Hi Brett, yes made it through the day, but I struggled, especially when I went to the cemetery, knowing she is not there just a stone.
I have changed so much, I just feel so much hate, and anger, a few of my friends texted me yesterday and said I know this is a difficult day for you, I answered one friend everyday is difficult I have just learned to live with it.
Well I think about everyone often and I am glad you posted.

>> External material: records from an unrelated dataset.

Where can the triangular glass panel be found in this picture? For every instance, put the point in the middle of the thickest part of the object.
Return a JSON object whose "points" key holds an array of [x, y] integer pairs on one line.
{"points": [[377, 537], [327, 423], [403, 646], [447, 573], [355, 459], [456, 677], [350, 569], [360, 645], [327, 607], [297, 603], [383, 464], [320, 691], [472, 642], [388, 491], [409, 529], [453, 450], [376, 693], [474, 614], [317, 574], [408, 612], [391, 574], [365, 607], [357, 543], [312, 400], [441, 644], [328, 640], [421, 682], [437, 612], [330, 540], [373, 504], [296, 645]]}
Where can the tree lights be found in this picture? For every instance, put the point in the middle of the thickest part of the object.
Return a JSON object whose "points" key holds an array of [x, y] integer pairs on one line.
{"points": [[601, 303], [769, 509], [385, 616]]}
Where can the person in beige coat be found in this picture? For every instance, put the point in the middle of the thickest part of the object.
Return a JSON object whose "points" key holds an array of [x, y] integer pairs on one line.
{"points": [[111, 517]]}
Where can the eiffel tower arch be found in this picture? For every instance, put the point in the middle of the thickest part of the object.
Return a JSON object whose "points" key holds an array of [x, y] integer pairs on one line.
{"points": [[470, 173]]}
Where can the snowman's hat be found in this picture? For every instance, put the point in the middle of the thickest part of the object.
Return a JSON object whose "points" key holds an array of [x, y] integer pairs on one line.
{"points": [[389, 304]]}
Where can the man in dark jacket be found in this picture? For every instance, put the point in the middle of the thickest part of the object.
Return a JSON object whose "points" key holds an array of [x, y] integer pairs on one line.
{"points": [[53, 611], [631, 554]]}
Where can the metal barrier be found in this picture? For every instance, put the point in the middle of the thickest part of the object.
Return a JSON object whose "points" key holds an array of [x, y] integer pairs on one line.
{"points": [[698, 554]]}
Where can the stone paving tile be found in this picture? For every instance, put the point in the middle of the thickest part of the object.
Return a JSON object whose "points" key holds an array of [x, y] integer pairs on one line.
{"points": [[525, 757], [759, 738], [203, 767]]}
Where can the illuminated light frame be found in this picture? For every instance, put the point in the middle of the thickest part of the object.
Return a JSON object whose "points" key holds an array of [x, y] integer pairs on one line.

I hope that everyone made it through the day okay. It's been a while since anyone has posted. I feel very much like Bluebell. We are all here to lift each other up. Maybe those aren't the right words. We are all going through something horrible together, and it is good to know that we are not alone. What's frustrating though is that we can post about how bad we feel until the cows come home, but that does not make us miss our moms any less. Sometimes I just wish that I could raise a white flag and say, "I've had enough." I could raise that flag but on one would acknowledge it. I would still have to go on living. It's almost impossible to drop out of life. Life comes for you regardless. We all have to go on. It would sure be nice to find some peace along the way.
One thing that has been most hurtful for me is that the longer I am removed from my mom's death the more people become tired of hearing about it. Even if I don't talk about it, they can still see it. That makes me want to withdraw from people, even my closest friends.
I feel like the one thing that would make me feel better is the one thing that I cannot have. To be with my mom again.